De acordo com Tânia, são necessárias duas ações antes do início da transposição do rio. A primeira, segundo ela, é a revitalização. "É preciso sanear os locais onde se jogam dejetos no rio, desassorear e replantar a mata ciliar", conta.
Já a segunda etapa é decidir para quem vai a água. Tânia conta que, no Nordeste, há dois tipos de demanda. A principal é a da população rural, que não deve ser atendida pelo projeto. Segundo ela, a solução para o problema é a construção de um milhão de cisternas.
Já os centros urbanos, para a pesquisadora, podem ser beneficiados com a integração. "Então, é preciso antes desapropriar certas áreas, fazer projetos com pequenos produtores associados aos grandes, para que o impacto seja socialmente bem distribuído. Caso contrário, resolve-se o problema da água e cria-se o da concentração de renda", relata.
Para a professora, esta concentração é um problema secular no Nordeste. De acordo com ela, a literatura mostra que as razões vêm do século XIX, com a expansão geográfica da área do café. "A origem da concentração é o momento da industrialização. E uma coisa puxa a outra. Com isso, os principais centros de pesquisa e universidades estão no Sudeste. As outras regiões não tiveram o mesmo volume de investimento. Então, a herança no nordeste de hoje é pesada", relembra.
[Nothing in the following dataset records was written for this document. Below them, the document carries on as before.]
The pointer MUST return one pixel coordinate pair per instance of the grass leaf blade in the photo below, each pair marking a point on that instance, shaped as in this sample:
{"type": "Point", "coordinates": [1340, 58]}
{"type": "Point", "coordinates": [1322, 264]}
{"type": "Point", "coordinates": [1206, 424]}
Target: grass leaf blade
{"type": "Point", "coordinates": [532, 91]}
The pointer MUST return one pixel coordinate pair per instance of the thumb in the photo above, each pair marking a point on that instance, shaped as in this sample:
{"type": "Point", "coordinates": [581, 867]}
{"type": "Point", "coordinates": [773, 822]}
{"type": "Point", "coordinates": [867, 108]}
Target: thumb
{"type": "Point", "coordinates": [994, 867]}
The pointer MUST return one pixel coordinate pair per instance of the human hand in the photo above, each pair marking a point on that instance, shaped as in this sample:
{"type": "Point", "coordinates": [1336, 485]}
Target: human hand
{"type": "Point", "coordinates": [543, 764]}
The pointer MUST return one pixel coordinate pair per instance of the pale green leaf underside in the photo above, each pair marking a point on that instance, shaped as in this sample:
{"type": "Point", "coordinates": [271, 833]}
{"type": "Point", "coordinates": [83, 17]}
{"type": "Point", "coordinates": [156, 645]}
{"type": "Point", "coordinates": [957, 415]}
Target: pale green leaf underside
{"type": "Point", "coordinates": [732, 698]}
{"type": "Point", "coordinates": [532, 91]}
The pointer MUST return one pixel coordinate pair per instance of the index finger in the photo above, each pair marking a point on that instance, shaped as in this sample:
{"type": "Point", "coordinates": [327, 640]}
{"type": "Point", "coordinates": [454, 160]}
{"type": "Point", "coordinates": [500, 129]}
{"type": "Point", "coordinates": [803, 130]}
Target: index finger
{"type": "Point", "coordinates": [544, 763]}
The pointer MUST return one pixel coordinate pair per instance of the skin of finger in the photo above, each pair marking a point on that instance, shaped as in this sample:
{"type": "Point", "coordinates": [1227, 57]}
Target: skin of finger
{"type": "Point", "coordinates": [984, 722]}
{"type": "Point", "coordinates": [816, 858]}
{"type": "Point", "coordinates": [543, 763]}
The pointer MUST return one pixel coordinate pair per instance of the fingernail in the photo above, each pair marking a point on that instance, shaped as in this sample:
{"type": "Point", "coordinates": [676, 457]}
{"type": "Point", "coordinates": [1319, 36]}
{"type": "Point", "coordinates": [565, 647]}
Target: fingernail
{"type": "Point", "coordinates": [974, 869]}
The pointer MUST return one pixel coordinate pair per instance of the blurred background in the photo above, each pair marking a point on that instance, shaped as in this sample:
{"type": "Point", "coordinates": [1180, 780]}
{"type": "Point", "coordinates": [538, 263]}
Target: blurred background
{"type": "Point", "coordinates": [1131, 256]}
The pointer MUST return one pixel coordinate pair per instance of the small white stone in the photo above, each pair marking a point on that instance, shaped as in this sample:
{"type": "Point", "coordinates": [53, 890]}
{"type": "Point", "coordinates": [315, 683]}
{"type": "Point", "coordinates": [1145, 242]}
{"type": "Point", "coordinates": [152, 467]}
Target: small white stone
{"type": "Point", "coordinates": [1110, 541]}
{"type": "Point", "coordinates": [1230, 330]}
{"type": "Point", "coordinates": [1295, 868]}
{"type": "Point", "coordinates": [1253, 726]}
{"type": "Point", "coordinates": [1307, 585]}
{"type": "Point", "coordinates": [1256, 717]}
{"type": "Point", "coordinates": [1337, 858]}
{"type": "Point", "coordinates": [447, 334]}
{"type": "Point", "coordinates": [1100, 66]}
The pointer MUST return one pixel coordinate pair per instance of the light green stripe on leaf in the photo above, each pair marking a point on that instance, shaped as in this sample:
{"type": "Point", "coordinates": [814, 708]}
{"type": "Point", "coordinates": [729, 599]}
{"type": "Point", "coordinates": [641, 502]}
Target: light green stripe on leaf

Segundo a pesquisadora, todos os estudos mostram que uma das raízes da concentração de renda na região é a sua estrutura fundiária. "Este é um tema que precisa ser visto em todos os projetos. Principalmente num projeto que levará água para onde não tem e para algumas áreas que têm terras muito boas, mas que não foram aproveitadas porque não têm água", acentua.
A especialista destaca que tantas dificuldades históricas e naturais podem impedir a promoção da justiça social. "Não é qualquer projeto que leva justiça social e esse também é um dos pontos que devem ser estudados para que ele cumpra de maneira eficaz sua função: o de integração", reflete.
Tânia ressalta que, para promover esta justiça é preciso implementar políticas públicas de investimentos regionais. "No primeiro ano do governo Lula havia R$ 10 milhões para esse fim. Em 2004, esse valor saltou para R$ 100 milhões, o que para o Brasil não é nada. Colocar em prática a política de desenvolvimento regional depende do Fundo Nacional de Desenvolvimento Regional proposto na PEC 41, que tratou da reforma tributária. Mas, mesmo antes de ser aprovado, ele foi negociado com os governadores do Norte, Nordeste, Espírito Santo, Minas Gerais e Rio de Janeiro. Será rateado entre esses estados com os mesmos critérios do FPE - Fundo de Participação dos Estados", explica.
Mas, para a pesquisadora, o valor mínimo necessário para solidificar ações de justiça social seriam R$ 2,5 bilhões por ano. "A proposta é que uma grande parte fosse para Norte e Nordeste, porque, na escala macrorregional, há um hiato muito grande entre o tamanho da base econômica e o da demográfica. O Nordeste tem 28% da população e apenas 13% da produção. Nas outras regiões, a verba seria aplicada em sub-regiões menos dinâmicas", explica.